Due: 3/11/2014
Feynman Liang (feynman.liang@gmail.com)
She must buy at least 262 packages. The expected number of packages she will have to buy is \( \mathbb{E}(X) \), which can be calculated to be
N <- 262
N * sum(1/c(1:N))
## [1] 1611
Simulating the distribution of \( X \)
# collector simulation
nbought <- function(N) {
coupons <- matrix(0, 1, N) # initially have no coupons
for (k in 1:1e+05) {
# collect until complete collection
x <- sample.int(N, 1, replace = TRUE)
coupons[x] <- 1 # mark that coupon type as collected
ifelse(sum(coupons) == N, return(k), -1)
}
}
N <- 262 # set to desired number of different coupons
y <- sapply(matrix(N, 1000, 1), nbought) # set number of samples
hist(y, main = paste("Coupon collector, mean=", mean(y)), breaks = 30)
The sample mean of 1612.907 is fairly close to the theoretical mean from (1).
A particular coupon's waiting time \( t \) can be modeled by a Poisson process with rate \( \lambda = m/N \). This means that \[ \Pr \{ T_{\text{one coupon}} \leq t \} = 1 - \Pr \{ T > t \} = 1 - e^{-(m/N) t} \]

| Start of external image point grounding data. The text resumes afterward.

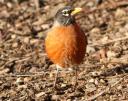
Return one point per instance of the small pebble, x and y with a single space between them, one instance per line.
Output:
90 87
40 94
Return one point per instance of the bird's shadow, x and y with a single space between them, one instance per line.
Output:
123 69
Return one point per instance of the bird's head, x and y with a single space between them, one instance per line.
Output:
66 15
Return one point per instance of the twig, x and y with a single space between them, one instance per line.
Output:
104 91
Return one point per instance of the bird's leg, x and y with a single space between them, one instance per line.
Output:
56 76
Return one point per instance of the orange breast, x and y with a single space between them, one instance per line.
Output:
66 45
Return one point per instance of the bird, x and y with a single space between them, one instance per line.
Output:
65 42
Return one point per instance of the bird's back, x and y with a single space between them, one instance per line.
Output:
66 45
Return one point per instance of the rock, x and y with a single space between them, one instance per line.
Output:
111 54
26 40
40 94
13 36
119 13
15 45
55 97
19 81
91 80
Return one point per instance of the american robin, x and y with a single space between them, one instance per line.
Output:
66 42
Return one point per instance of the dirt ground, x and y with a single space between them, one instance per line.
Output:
26 74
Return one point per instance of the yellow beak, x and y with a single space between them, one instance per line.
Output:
76 10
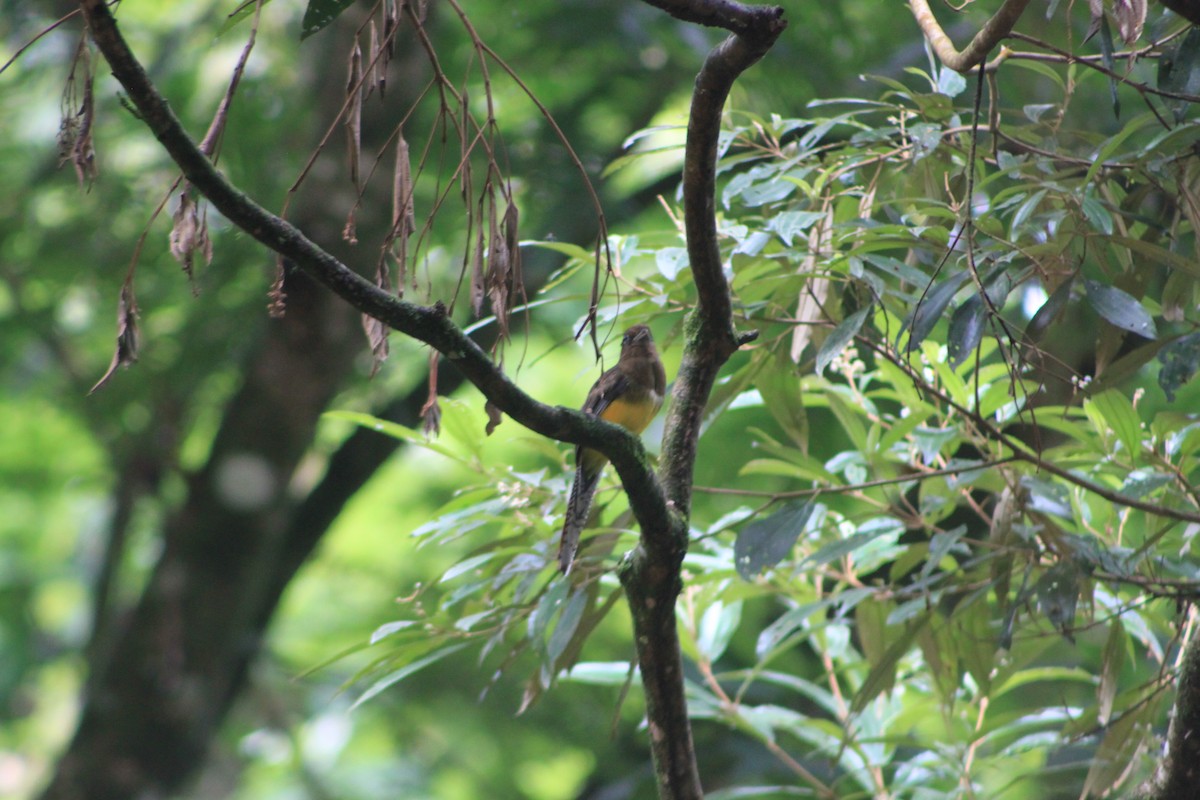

Given that the process for each coupon is i.i.d, the probability for all coupon processes completing before \( T \) can be found by taking the product over each individual coupon \[ F(t) = \Pr \{T \leq t \} = (\Pr \{ T_{\text{one coupon}} \leq t \})^N = (1 - e^{-m t / N})^N \]
Using the substitution \( u = 1 - e^{-m t / N} \), we have that \( t = \frac{-N \log(1 - u)}{m} \) and therefore \( dt = \frac{N}{m (1-u)} du \). Expanding the given expression for expected waiting time \[ \mathbb{E}[T] = \int_0^\infty (1 - F(t)) dt = \int_0^\infty (1 - (1 - e^{-m t / N})^N) dt = \int_0^1 (1-u^N) \frac{N}{m (1-u)} du = \frac{N}{m} \int_0^1 \frac{1-u^N}{1-u} du \] Identifying \( \frac{1-u^N}{1-u} = \sum_{k=0}^{N-1}u^k \) to be the geometric sum formula (summation and integration can be switched because the finite sum is absolutely convergent) \[ \mathbb{E}[T] = \frac{N}{m} \int_0^1 \sum_{k=0}^{N-1} u^k du = \frac{N}{m} \sum_{k=0}^{N-1} \int_0^1 u^k du = \frac{N}{m} \sum_{k=0}^{N-1} \frac{1}{k+1} (1^k-0^k) = \frac{N}{m} \sum_{n=1}^{N} \frac{1}{n} \] Compared to equation (1) for the geometric distribution \[ \mathbb{E}[X] = N \sum_{n=1}^N \frac{1}{n} \] we see that the two are very similar with only an additional \( \frac{1}{m} \) factor. This makes sense because \( X \) represents the number of coupons bought before all \( N \) distinct coupons are obtained whereas \( T \) represents the time until all \( N \) distinct coupons are obtained. If coupons are bought at a rate \( m \), then the relationship \[ \mathbb{E}[T] \cdot m = \sum_{n=1}^n \frac{1}{n} = \mathbb{E}[X] \] says that the expected number of packages bought until all coupons are collected is equal to the rate \( m \) times the expected time until all coupons are collected if buying at rate \( m \).